Giordania, un voto segnato dalla paura e dal ritorno dei Fratelli musulmani

C'è grande preoccupazione per il voto di oggi nel Paese mediorientale, tra timore di nuovi attentati e una nuova legge elettorale

JORDAN-VOTE

Giordania al voto – Credits: KHALIL MAZRAAWI/AFP/Getty Images

C'è grande preoccupazione in Giordania per il voto che eleggerà il nuovo parlamento del Paese, dopo che Re Abdullah di Giordania ha sciolto a fine maggio il parlamento e indicato come nuovo primo ministro Hani al-Mulqi, già ministro degli Esteri e dell’Industria. Il fatto che Amman partecipi alla coalzione internazionale contro l'Isis ha indotto il governo  a incrementare i protocolli di sicurezza  a tutela dei seggi e di un voto che sarà caratterizzato, secondo le inchieste realizzate in queste settimane, da una bassa affluenza e da un alto pericolo di attentati.

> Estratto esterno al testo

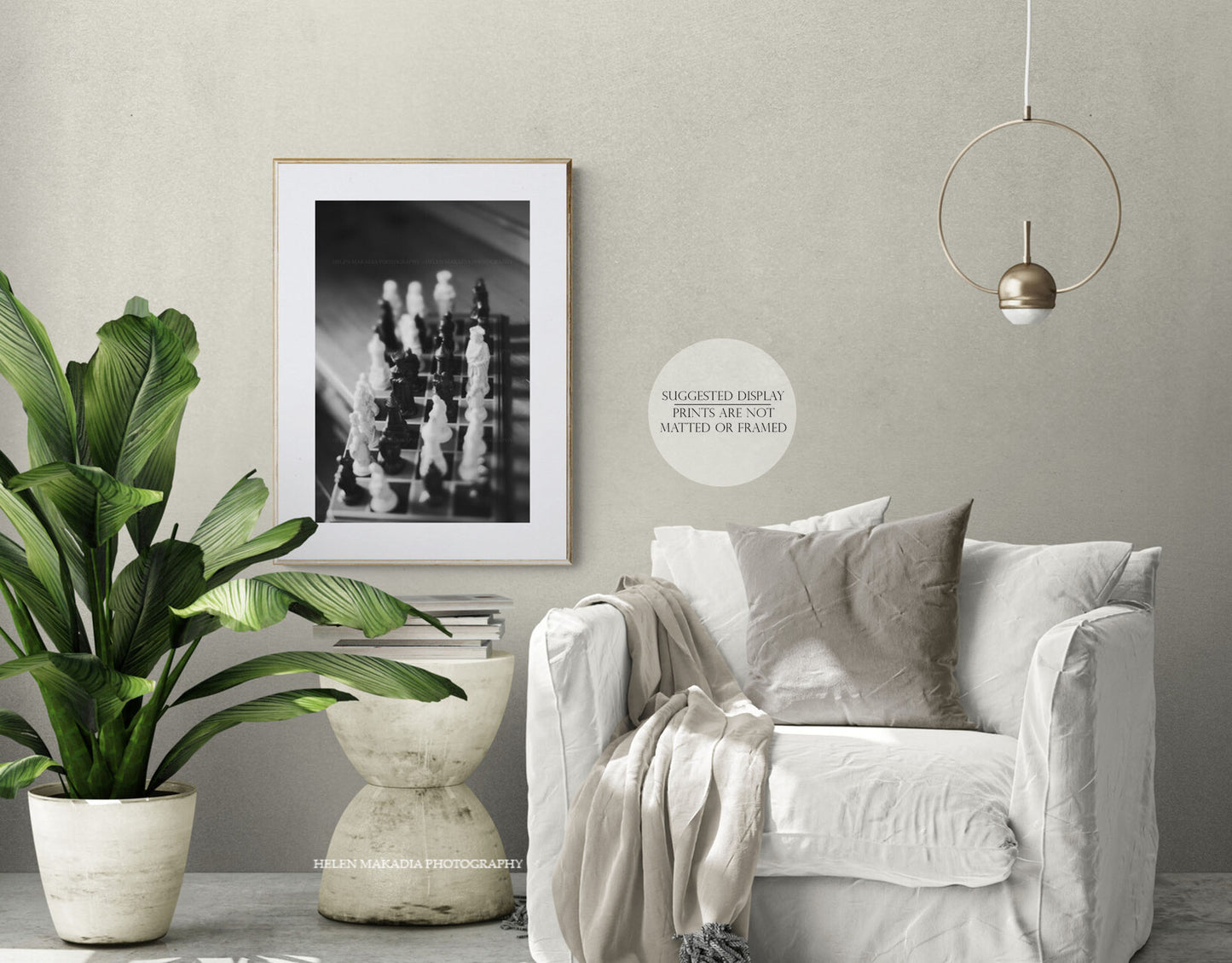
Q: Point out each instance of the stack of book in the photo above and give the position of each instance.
(475, 623)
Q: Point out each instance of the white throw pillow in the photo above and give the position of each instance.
(703, 565)
(1009, 595)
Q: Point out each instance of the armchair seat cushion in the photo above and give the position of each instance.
(914, 807)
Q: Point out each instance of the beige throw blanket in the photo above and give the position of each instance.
(663, 838)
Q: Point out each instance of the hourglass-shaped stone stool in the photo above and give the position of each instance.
(415, 844)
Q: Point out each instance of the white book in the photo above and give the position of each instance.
(413, 653)
(453, 605)
(414, 633)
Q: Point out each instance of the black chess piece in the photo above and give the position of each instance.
(479, 309)
(406, 374)
(390, 455)
(352, 493)
(396, 423)
(442, 384)
(386, 328)
(425, 343)
(434, 486)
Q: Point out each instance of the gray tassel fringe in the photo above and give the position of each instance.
(517, 920)
(714, 943)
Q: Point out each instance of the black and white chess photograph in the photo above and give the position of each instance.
(421, 345)
(423, 359)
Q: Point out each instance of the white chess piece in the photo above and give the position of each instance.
(478, 356)
(390, 293)
(363, 426)
(360, 454)
(443, 293)
(415, 299)
(379, 371)
(365, 400)
(476, 409)
(472, 469)
(382, 497)
(409, 334)
(434, 434)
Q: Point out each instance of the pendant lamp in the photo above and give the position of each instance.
(1027, 293)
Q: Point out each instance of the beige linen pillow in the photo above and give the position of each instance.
(703, 565)
(1009, 597)
(859, 627)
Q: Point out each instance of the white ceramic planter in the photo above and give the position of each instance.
(113, 868)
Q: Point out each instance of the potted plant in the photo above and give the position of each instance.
(107, 649)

Il voto legislativo sarà anche il banco di prova della nuova legge elettorale introdotta a marzo dal parlamento. Una legge elettorale che di fatto abroga la vecchia norma normativa del 1993 che, a detta dei suoi detrattori, favoriva i piccoli partiti territoriali e di clan considerati vicini alla monarchia, introducendo un sistema che potrebbe favorire la rappresentanza dei partiti popolari come i Fratelli musulmani e le organizzazioni dei palestinesi, il 70% della popolazione, i più colpiti dalla recessione che sta investendo il Paese. 

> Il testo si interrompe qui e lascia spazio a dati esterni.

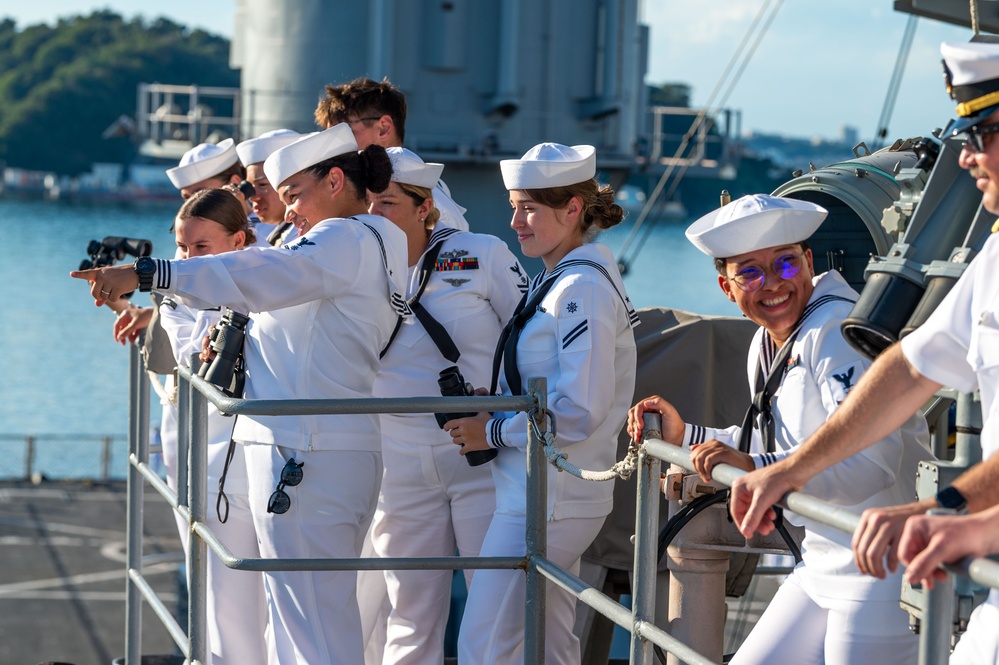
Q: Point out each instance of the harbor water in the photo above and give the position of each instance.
(64, 379)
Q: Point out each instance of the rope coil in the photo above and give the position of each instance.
(560, 460)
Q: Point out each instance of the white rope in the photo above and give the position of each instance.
(623, 469)
(169, 396)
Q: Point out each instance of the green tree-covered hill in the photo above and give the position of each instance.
(61, 86)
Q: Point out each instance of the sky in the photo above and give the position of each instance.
(819, 66)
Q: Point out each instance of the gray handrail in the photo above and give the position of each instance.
(935, 632)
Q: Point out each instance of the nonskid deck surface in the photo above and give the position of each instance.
(62, 582)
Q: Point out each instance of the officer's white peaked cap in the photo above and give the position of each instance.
(203, 161)
(753, 222)
(971, 70)
(550, 165)
(409, 169)
(308, 151)
(254, 151)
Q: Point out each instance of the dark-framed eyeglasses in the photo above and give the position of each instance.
(785, 266)
(976, 136)
(291, 475)
(357, 120)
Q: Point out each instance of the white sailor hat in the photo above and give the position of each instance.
(971, 71)
(307, 151)
(254, 151)
(408, 168)
(550, 165)
(203, 161)
(755, 222)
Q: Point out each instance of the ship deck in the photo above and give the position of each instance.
(62, 585)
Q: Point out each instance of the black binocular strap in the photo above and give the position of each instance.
(436, 331)
(760, 414)
(506, 346)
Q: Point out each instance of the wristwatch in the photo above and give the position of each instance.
(950, 497)
(145, 268)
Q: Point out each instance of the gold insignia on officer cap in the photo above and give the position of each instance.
(308, 151)
(755, 222)
(203, 161)
(971, 72)
(550, 165)
(409, 169)
(254, 151)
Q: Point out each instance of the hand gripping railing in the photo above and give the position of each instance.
(935, 630)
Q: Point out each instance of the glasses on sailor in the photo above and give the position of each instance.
(976, 136)
(291, 475)
(785, 266)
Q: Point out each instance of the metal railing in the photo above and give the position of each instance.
(190, 501)
(938, 611)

In un Paese dove il 30% della popolazione ha meno di 30 anni, il voto - secondo gli analisti - potrebbe anche essere caratterizzato dall'affermazione di una nuova coalizione giovanile, composta in buona parte dai vecchi attivisti che avevano riempito le piazze ai tempi della Primavera araba: Shaghaf, che in arabo significa passione. Una coalizione di opposizione riformista che potrebbe raccogliere il voto dei poveri dei sobborghi di Amman e delle campagne, con una piattaforma non islamista e nemmeno ancorata alle vecchie parole d'ordine della sinistra classica.

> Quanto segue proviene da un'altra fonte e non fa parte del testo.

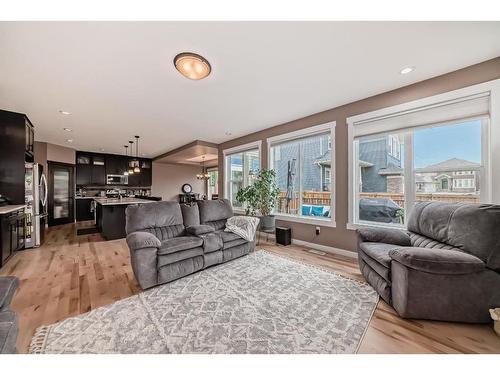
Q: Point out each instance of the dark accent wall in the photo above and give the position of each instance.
(341, 237)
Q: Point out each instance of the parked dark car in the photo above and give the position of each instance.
(381, 210)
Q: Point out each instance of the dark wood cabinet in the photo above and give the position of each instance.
(11, 234)
(16, 148)
(92, 169)
(84, 209)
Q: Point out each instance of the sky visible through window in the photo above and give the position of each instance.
(434, 145)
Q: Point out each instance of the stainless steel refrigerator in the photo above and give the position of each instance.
(36, 205)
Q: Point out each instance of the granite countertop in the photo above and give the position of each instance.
(117, 201)
(10, 208)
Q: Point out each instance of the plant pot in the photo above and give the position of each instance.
(267, 222)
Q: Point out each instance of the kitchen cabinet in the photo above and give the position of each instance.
(83, 209)
(16, 148)
(90, 169)
(11, 234)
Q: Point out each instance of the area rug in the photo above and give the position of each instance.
(260, 303)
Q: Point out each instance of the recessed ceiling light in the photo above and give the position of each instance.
(192, 65)
(407, 70)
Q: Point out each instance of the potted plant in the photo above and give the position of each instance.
(261, 196)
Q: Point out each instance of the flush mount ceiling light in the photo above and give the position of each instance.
(192, 66)
(407, 70)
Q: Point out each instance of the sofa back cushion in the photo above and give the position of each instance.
(215, 211)
(163, 219)
(190, 214)
(473, 228)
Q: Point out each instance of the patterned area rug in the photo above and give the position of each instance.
(260, 303)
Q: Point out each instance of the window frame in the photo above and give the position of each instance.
(490, 144)
(237, 150)
(324, 128)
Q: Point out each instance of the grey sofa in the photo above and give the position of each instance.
(446, 266)
(168, 240)
(9, 327)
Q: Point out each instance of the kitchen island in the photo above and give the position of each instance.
(110, 215)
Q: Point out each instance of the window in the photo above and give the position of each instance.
(303, 162)
(241, 168)
(447, 152)
(212, 183)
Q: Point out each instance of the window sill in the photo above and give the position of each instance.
(306, 220)
(354, 226)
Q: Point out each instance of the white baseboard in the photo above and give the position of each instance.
(326, 249)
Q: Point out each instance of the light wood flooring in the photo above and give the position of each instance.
(70, 275)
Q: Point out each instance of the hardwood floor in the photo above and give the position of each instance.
(70, 275)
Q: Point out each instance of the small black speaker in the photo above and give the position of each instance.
(283, 236)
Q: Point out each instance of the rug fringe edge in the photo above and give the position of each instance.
(38, 340)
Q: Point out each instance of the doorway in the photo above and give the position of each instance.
(61, 193)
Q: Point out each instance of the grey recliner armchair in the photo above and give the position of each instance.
(168, 240)
(446, 266)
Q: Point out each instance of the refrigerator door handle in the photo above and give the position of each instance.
(43, 181)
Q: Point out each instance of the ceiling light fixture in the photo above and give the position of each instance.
(130, 168)
(136, 168)
(204, 174)
(126, 155)
(192, 65)
(407, 70)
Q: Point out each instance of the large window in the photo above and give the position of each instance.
(304, 167)
(419, 155)
(241, 168)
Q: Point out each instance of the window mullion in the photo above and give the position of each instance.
(409, 175)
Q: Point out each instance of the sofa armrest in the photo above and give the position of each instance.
(142, 240)
(197, 230)
(384, 235)
(444, 262)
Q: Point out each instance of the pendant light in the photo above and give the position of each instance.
(130, 169)
(126, 154)
(203, 175)
(136, 168)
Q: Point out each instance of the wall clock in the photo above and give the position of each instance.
(186, 188)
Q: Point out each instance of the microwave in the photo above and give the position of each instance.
(116, 179)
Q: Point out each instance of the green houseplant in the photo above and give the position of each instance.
(261, 196)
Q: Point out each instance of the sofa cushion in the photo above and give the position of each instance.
(190, 214)
(196, 230)
(165, 259)
(379, 252)
(153, 215)
(8, 286)
(214, 210)
(418, 240)
(228, 236)
(385, 235)
(444, 262)
(211, 242)
(173, 245)
(472, 228)
(8, 332)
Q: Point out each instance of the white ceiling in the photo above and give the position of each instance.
(118, 79)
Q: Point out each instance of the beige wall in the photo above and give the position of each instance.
(60, 154)
(169, 178)
(49, 152)
(340, 237)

Con istituzioni fortemente sbilanciate a favire del potere esecutivo, e con una trentina di partiti di varia estrazione ideologica - dalla sinistra al panarabismo, fino all'islamismo - attualmente il solo partito politico di massa è il Fronte islamico d'azione (Islamic Action Front - IAF), braccio politico dei Fratelli Musulmani in Giordania, che aveva disertato gli ultimi due appuntamenti elettorali e che ha subito una pesante repressione dopo la protesta del biennio 2011-2012. Secondo gli analisti il IAF potrebbe conquistare 20 seggi.  Sono circa 4,1 milioni gli aventi diritto di voto, su un totale di circa 6,6 milioni di abitanti, che saranno chiamati a scegliere fra 1.252 candidati per un totale di 130 seggi. La vertià è che però è una tornata elettorale che non scalda gli animi: la Camera gode di poteri limitati ed è stata dominata per anni da rappresentanti di due gruppi tribali fedeli alla monarchia hascemita.